10 kids who make the grade with online learning
Online schools have long been an option for those who are earning a higher degree, but among students in grades K-12, online learning is catching on like wildfire. A 2011 report from the Evergreen Education Group found that 250,000 students were enrolled in full-time online high schools during the 2010-2011 school year, an increase of 25 percent over the year before.
That number is expected to grow by leaps and bounds. A report from research firm Ambient Insight (ambientinsight.com) found that over 2 million Pre-K-12 students took at least one course online in 2009; the firm projects that by 2014, about 10.5 million students will participate in online learning.
Who can benefit from online school?
Dr. Kathleen Tate, program director of M.Ed. in teaching and associate professor at American Public University, believes online learning can help students develop the skills they need "to be more successful within and beyond the virtual classroom." She said, "Children in online classrooms develop technical skills, communication, collaboration, independence, self-monitoring, research skills and problem-solving perhaps more rapidly than in traditional classrooms."
Though anyone could benefit from taking courses online, there are a few select groups of students that gain significant advantages from the virtual classroom.
- Advanced learners. Those who need more of a challenge can often find it online. Olivia, an eighth-grader from Idaho, did just that. "She takes advanced courses, and her teacher and parents accelerate her individualized learning plan to match her pace," said John Olsen, Vice President of Operations at K12 Inc. "Olivia also takes advantage of extra enrichment by participating in an online book club and editing and designing her school newspaper."
- Athletes and performers. Without online school, student athletes or child stars might have to choose between their work and their education. Online learning means they can focus on their studies between jump shots and scenes.
- Those in remote, rural areas. Students who live in very rural areas might not have access to the classes they would like to take. Online education ensures that with a good Internet connection, geography does not have to hold these students back.
- Students who are being bullied. Bullying has become a serious problem in recent years, and some parents are nipping that problem in the bud by choosing to home school their children instead. They turn to online programs to help ensure that their children get the best education possible.
- Those with significant obligations. Some children grow up fast, especially when they have adult obligations, such as helping to pay bills for the family or taking care of a sick or disabled parent. These kids can benefit greatly from a classroom that is always there, allowing them to work at their own pace.
- Children with health issues. "Some children may have medical issues that would prohibit them from optimal learning in a face-to-face classroom," Tate said. "Online learning is flexible and can allow students to work at their optimal times based upon medication schedules and doctor appointments."
- Students who travel frequently.

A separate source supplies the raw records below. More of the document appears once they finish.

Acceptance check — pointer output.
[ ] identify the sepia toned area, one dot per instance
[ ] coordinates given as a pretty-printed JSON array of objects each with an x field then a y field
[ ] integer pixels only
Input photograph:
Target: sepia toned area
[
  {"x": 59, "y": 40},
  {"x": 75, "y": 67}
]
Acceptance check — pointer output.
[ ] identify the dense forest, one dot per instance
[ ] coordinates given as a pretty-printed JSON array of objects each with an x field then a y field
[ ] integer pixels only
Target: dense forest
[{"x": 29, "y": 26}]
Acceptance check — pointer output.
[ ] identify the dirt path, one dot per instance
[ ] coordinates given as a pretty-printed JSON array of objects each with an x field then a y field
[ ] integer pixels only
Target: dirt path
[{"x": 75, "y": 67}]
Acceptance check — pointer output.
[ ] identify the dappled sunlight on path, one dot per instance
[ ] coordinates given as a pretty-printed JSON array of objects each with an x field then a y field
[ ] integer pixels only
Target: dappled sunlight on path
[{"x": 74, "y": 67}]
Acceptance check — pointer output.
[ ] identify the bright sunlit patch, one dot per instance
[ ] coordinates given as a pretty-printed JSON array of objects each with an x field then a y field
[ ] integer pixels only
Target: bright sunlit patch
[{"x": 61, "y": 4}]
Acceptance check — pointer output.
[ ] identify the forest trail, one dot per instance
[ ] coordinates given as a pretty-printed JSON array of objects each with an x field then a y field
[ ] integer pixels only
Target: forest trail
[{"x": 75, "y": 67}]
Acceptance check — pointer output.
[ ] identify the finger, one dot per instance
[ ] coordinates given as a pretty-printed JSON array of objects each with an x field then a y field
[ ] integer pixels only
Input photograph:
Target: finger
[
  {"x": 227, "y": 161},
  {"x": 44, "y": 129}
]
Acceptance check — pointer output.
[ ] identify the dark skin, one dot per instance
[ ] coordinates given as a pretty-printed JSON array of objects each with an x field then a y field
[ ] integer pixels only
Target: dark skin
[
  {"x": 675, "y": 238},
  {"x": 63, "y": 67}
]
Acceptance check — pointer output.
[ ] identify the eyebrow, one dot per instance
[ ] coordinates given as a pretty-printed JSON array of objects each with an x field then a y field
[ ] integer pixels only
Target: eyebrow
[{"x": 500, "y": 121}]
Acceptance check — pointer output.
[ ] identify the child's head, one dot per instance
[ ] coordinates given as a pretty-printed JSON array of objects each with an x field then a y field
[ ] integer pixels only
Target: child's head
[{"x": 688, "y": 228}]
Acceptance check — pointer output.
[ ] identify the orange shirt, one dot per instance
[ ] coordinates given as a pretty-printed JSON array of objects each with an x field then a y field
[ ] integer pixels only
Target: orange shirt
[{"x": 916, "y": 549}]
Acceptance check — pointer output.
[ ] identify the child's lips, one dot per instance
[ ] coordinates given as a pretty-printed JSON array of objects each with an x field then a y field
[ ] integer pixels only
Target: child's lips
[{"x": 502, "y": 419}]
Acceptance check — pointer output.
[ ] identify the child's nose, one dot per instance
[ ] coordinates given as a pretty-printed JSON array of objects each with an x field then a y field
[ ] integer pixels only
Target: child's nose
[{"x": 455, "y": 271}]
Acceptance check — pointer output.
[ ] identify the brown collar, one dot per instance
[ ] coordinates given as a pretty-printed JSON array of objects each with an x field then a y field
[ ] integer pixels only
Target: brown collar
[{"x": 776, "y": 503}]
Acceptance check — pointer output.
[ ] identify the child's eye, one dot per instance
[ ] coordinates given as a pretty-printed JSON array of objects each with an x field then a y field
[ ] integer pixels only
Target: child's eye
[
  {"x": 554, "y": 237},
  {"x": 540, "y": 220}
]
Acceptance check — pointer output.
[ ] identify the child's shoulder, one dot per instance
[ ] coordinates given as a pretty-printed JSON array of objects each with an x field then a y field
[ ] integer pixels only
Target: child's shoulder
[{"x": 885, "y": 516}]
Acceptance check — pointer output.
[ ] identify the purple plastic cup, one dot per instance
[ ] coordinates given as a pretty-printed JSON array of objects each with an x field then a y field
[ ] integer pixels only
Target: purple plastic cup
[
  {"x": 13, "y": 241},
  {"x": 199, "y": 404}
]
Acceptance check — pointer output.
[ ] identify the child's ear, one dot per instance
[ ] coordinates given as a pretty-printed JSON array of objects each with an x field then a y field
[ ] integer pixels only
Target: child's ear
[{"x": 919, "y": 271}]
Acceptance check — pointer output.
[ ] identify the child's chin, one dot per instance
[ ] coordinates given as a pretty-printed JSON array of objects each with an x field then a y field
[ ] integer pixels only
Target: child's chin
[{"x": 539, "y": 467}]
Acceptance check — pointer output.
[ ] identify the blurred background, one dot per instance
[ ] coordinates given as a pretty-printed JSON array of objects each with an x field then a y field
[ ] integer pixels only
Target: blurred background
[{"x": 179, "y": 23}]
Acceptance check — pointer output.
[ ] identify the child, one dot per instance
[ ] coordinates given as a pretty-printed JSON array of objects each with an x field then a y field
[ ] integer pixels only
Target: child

Students who have a changing home base might find sticking to a traditional school schedule difficult. This is especially true for children whose parents are in the military or work in foreign affairs. Online education moves with them, so they don't fall behind.
- Regular students who need something "more." Does your student want to learn a second language? Are they interested in things that their traditional classes might have touched on, but didn't explore in-depth? Students who are happy with their traditional school system yet feel the need to learn more than what they get from the classroom can enroll in extra classes that feed their curiosity.
- Those with disabilities that make classroom learning difficult. "Some students who have severe disabilities may do better in an online classroom," Tate said. "Students who might face extreme challenges with focusing might better engage in a multimedia environment that has fewer distractions than a face-to-face classroom. Since the discussions, lesson, and information remains posted in the online classroom, students can take more time as needed to view material at a pace that suits them."
- Students who want to earn college credit. Those who want to earn college credit but simply don't have the time to attend on a set classroom schedule can seek out those credits online. In many cases, they can earn those credits from the college they hope to attend after high school.
One face of online learning
For some students, online learning is their best hope for a brighter future. Take the case of a young woman who attends an online high school in Colorado Springs, Colo.
"She said that until she enrolled in the online program, she never believed she would still be in high school at this point," Olsen said. "This young woman has enormous family responsibilities, including caring for her ailing grandparents and working to supplement the family's income. She said that when her success in high school depended on being present in a school building for a set number of hours per day, she knew she would fail.
"Now that she is able to complete her lessons when her schedule allows for it -- such as in the waiting room at doctors' offices -- she can get her work done and move forward in her individualized learning plan. Today, she is on schedule to graduate from high school next year."